Everything you need to navigate Santa Barbara: the official terminal map link, what airlines fly from each concourse, how to move between terminals, and gate-finding tips that save you backtracking. Verify your specific gate on your boarding pass — assignments change.

The SBA airport authority publishes the most up-to-date map on its official website. Use the link below before you travel so you know the terminal layout and gate locations before you clear security.
Official map
Santa Barbara official terminal map — airport authority website
Maps are updated when terminals are renovated or new concourses open. Terminal 5 at LAX, for example, has been closed since October 2025 for reconstruction — always confirm your terminal from your boarding pass rather than relying on a saved map.
Here is what each terminal or concourse at SBA handles — which airlines fly from it, the gate range, and key amenities to know before you go.
SBA has a single terminal building on two floors, reopened in its current form in August 2011 after a $55 million renovation that blended Santa Barbara's Spanish Colonial/mission-style architecture (red tile roofs, arched walkways) with a modern 72,000-sq-ft structure — the project also rehabilitated and relocated the original 1942 terminal building within the new complex. The ground floor holds airline ticketing/check-in counters and, on the arrivals side, baggage claim. The second floor holds the airport's single TSA security checkpoint and the entire departure hall — all five gates (Gate 1 through Gate 5) open off this one level, with Gate 1 closest to the checkpoint and Gate 5 farthest. Some gates board via glass-walled jet bridges that frame views of the surrounding mountains and runway. Five carriers serve SBA (Alaska, American, Delta, Southwest, United) with about 26 daily nonstop departures to 13 domestic destinations; there is no international service.

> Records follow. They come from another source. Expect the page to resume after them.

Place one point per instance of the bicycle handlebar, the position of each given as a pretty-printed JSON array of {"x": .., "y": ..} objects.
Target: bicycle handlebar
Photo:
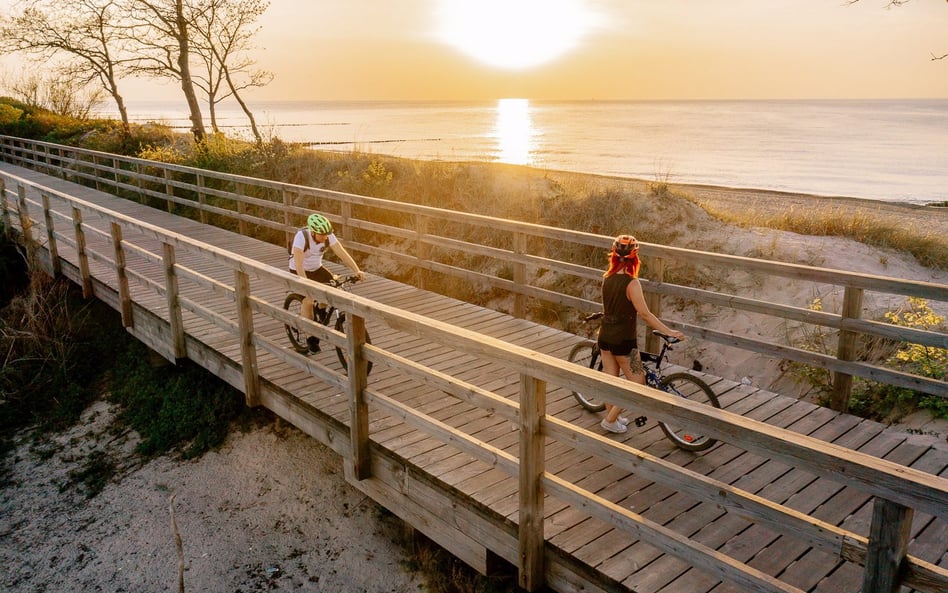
[
  {"x": 667, "y": 338},
  {"x": 342, "y": 281}
]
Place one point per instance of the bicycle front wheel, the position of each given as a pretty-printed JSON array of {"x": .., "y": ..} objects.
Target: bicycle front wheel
[
  {"x": 294, "y": 304},
  {"x": 587, "y": 355},
  {"x": 341, "y": 352},
  {"x": 689, "y": 438}
]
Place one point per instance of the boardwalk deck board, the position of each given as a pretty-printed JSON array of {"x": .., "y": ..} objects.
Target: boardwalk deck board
[{"x": 638, "y": 565}]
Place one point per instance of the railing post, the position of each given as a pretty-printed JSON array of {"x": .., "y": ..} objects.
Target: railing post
[
  {"x": 125, "y": 297},
  {"x": 422, "y": 250},
  {"x": 654, "y": 301},
  {"x": 54, "y": 265},
  {"x": 169, "y": 189},
  {"x": 889, "y": 535},
  {"x": 241, "y": 208},
  {"x": 202, "y": 199},
  {"x": 140, "y": 183},
  {"x": 532, "y": 467},
  {"x": 346, "y": 212},
  {"x": 3, "y": 204},
  {"x": 47, "y": 168},
  {"x": 286, "y": 216},
  {"x": 81, "y": 253},
  {"x": 248, "y": 353},
  {"x": 95, "y": 172},
  {"x": 26, "y": 224},
  {"x": 519, "y": 273},
  {"x": 178, "y": 345},
  {"x": 358, "y": 409},
  {"x": 846, "y": 349}
]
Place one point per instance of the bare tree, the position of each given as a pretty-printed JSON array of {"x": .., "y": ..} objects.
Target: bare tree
[
  {"x": 165, "y": 45},
  {"x": 85, "y": 33},
  {"x": 900, "y": 3},
  {"x": 226, "y": 30}
]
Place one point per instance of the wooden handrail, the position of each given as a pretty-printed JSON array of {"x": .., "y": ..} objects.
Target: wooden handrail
[{"x": 896, "y": 485}]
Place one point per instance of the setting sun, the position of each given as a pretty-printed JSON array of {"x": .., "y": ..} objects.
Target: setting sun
[{"x": 513, "y": 35}]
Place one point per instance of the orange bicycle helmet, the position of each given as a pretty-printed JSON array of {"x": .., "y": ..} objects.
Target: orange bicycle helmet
[{"x": 625, "y": 245}]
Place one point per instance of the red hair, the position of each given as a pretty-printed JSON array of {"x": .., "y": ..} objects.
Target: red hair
[{"x": 629, "y": 264}]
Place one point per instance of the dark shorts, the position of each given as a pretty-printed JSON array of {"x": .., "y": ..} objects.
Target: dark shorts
[
  {"x": 321, "y": 275},
  {"x": 625, "y": 348}
]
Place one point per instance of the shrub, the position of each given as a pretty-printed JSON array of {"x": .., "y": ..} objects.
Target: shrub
[
  {"x": 872, "y": 399},
  {"x": 173, "y": 407}
]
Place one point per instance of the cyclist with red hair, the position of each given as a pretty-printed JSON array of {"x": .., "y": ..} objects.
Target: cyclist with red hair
[{"x": 623, "y": 302}]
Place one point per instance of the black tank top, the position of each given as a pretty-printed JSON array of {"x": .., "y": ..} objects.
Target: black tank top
[{"x": 619, "y": 319}]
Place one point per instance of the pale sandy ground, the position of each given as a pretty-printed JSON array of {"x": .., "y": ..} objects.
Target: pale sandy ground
[{"x": 271, "y": 510}]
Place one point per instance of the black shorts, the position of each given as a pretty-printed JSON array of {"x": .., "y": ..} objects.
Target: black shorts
[
  {"x": 623, "y": 348},
  {"x": 626, "y": 348},
  {"x": 321, "y": 275}
]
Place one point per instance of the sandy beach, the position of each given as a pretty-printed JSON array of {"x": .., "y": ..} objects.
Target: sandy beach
[{"x": 271, "y": 511}]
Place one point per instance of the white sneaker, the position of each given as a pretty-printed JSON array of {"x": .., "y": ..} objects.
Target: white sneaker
[{"x": 616, "y": 427}]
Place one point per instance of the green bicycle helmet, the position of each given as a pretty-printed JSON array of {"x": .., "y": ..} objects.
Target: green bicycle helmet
[{"x": 319, "y": 224}]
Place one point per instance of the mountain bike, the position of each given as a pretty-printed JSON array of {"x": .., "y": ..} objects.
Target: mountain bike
[
  {"x": 328, "y": 316},
  {"x": 683, "y": 385}
]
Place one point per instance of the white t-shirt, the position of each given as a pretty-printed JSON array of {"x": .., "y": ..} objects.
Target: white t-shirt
[{"x": 312, "y": 259}]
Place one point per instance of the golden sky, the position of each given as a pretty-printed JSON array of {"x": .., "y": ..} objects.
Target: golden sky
[{"x": 597, "y": 49}]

There is only one terminal building and all five gates sit on the same second-floor departure hall, so there is no inter-terminal transport of any kind (no train, tram, or shuttle) — every gate is a short, flat walk from the single checkpoint.
Timing tip
Always allow 15–30 minutes for any inter-terminal transfer at SBA — wait times for people-movers, buses, or security re-screening add up faster than the physical distance suggests. Build the buffer into your Leave-By time, not your gate arrival time.
SBA is small enough that curb-to-gate typically takes well under 15 minutes including security. Because there is only one checkpoint and one departure level, there is no alternate route if it backs up — normal domestic buffer (60-90 minutes) is enough, no need for the 2+ hours you'd budget at a major hub.

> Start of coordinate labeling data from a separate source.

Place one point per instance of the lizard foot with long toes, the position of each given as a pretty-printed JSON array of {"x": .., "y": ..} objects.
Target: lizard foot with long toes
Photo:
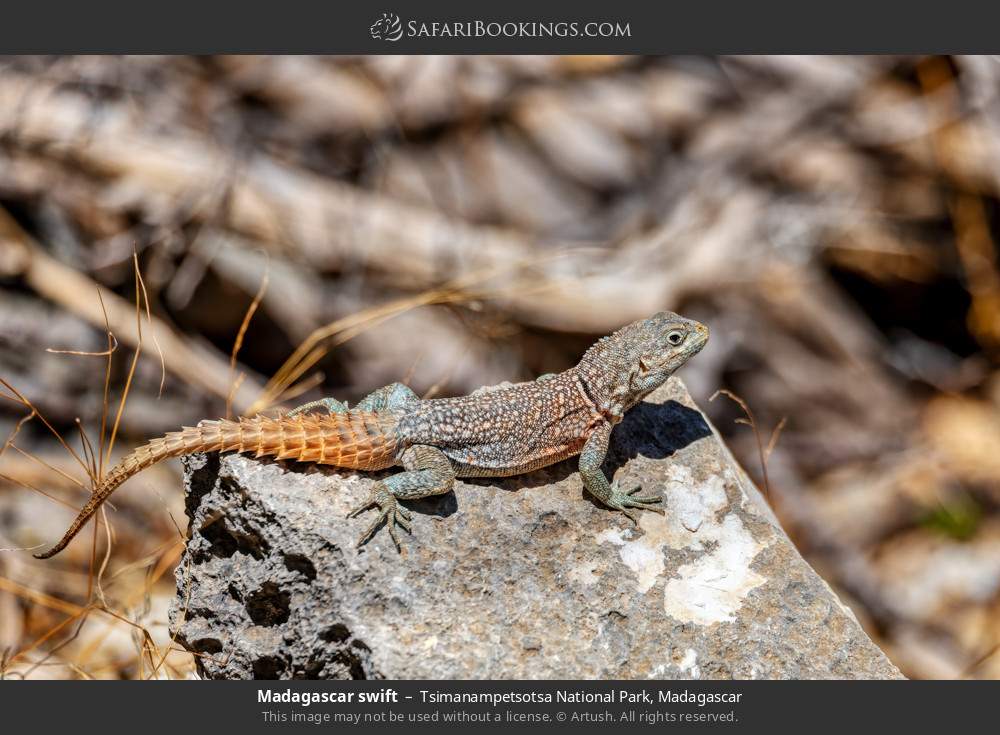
[
  {"x": 392, "y": 514},
  {"x": 620, "y": 500}
]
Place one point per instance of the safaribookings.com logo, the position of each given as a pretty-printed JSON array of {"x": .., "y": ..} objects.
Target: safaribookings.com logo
[{"x": 390, "y": 28}]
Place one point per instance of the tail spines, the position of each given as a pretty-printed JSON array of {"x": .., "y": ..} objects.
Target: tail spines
[{"x": 354, "y": 440}]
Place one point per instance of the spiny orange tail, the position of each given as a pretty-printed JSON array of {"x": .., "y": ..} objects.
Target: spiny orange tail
[{"x": 356, "y": 440}]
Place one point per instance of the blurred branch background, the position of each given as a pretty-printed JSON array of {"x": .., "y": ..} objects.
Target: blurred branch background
[{"x": 459, "y": 221}]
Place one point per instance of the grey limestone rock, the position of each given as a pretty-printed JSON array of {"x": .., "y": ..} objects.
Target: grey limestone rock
[{"x": 526, "y": 577}]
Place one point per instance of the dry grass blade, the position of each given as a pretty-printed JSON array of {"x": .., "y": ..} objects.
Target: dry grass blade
[
  {"x": 749, "y": 420},
  {"x": 238, "y": 343}
]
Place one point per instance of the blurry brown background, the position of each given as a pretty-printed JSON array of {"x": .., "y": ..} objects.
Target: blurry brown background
[{"x": 458, "y": 221}]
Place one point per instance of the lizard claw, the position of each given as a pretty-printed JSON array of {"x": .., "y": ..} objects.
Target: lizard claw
[
  {"x": 392, "y": 515},
  {"x": 622, "y": 501}
]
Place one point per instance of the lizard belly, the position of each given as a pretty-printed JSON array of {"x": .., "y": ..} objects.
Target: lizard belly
[{"x": 493, "y": 461}]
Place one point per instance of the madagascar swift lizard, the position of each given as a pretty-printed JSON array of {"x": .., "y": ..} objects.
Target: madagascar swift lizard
[{"x": 493, "y": 432}]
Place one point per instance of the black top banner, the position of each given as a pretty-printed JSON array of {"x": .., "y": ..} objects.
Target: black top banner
[{"x": 515, "y": 26}]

A few habits that prevent last-minute sprints:
Experienced travellers at SBA use a short checklist every time:
The official Santa Barbara terminal map is on the airport authority website at https://flysba.santabarbaraca.gov/terminal. Maps are updated when new gates or concourses open; always verify your specific gate on your boarding pass.
There is only one terminal building and all five gates sit on the same second-floor departure hall, so there is no inter-terminal transport of any kind (no train, tram, or shuttle) — every gate is a short, flat walk from the single checkpoint.

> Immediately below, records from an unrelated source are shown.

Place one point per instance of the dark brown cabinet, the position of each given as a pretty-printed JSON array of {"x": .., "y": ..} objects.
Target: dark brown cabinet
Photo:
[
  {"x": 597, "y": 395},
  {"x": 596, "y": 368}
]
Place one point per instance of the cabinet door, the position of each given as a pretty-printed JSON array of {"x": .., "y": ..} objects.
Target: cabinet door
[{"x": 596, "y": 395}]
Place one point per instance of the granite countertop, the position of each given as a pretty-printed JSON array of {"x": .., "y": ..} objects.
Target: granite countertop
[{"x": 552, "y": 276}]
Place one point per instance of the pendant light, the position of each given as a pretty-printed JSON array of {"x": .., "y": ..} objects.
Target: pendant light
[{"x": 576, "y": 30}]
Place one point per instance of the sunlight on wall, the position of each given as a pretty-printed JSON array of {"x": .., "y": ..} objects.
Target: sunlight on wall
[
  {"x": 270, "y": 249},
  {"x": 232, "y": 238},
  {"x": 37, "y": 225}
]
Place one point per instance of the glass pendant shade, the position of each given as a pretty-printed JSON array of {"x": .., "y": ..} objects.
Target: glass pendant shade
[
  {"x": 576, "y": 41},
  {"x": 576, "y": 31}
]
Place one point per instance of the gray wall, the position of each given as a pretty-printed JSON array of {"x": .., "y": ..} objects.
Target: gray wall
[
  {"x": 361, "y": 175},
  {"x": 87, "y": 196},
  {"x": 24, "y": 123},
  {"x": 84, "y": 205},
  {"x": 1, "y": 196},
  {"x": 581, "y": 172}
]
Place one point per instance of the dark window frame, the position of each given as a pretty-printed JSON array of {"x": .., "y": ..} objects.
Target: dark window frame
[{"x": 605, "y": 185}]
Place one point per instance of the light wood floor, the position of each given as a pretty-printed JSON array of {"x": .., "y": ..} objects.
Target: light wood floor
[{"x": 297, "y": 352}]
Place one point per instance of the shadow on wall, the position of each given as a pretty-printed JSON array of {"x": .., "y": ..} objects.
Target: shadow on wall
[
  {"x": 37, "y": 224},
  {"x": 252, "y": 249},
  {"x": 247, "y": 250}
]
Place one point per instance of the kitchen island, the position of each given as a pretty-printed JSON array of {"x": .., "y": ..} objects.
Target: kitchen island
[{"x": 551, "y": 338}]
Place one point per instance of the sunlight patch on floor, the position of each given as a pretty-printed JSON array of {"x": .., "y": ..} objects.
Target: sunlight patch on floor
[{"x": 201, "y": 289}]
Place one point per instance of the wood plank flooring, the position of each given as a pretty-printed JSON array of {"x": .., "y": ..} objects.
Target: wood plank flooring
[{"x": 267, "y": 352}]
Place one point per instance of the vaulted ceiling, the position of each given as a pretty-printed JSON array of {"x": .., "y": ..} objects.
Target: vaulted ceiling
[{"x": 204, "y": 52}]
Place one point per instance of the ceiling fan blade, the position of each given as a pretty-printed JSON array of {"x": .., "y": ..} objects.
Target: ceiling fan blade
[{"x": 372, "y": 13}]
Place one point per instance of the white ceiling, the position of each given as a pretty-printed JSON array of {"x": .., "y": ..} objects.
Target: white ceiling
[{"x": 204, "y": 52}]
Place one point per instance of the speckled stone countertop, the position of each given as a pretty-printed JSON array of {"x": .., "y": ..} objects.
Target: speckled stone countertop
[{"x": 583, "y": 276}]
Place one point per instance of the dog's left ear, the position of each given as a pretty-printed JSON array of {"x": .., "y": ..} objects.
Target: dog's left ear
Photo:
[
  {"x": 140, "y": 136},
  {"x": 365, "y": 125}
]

SBA is small enough that curb-to-gate typically takes well under 15 minutes including security. Because there is only one checkpoint and one departure level, there is no alternate route if it backs up — normal domestic buffer (60-90 minutes) is enough, no need for the 2+ hours you'd budget at a major hub. Your boarding pass shows the exact gate. Open your airline app about two hours before departure — gate assignments sometimes change after check-in closes. Look for departure boards throughout the terminal for real-time gate information.
Use the official interactive map at https://flysba.santabarbaraca.gov/terminal before you arrive to familiarise yourself with the layout. SBA is small enough that curb-to-gate typically takes well under 15 minutes including security. Because there is only one checkpoint and one departure level, there is no alternate route if it backs up — normal domestic buffer (60-90 minutes) is enough, no need for the 2+ hours you'd budget at a major hub.
Main Terminal: SBA has a single terminal building on two floors, reopened in its current form in August 2011 after a $55 million renovation that blended Santa Barbara's Spanish Colonial/mission-style architecture (red tile roofs, arched walkways) with a modern 72,000-sq-ft structure — the project also rehabilitated and relocated the original 1942 terminal building within the new complex. The ground floor holds airline ticketing/check-in counters and, on the arrivals side, baggage claim. The second floor holds the airport's single TSA security checkpoint and the entire departure hall — all five gates (Gate 1 through Gate 5) open off this one level, with Gate 1 closest to the checkpoint and Gate 5 farthest. Some gates board via glass-walled jet bridges that frame views of the surrounding mountains and runway. Five carriers serve SBA (Alaska, American, Delta, Southwest, United) with about 26 daily nonstop departures to 13 domestic destinations; there is no international service.
Leave-By calculator
The TSA Wait Times Leave-By calculator folds the live SBA security wait, your drive time, and terminal navigation into one exact time to leave home — so you reach your gate without guessing.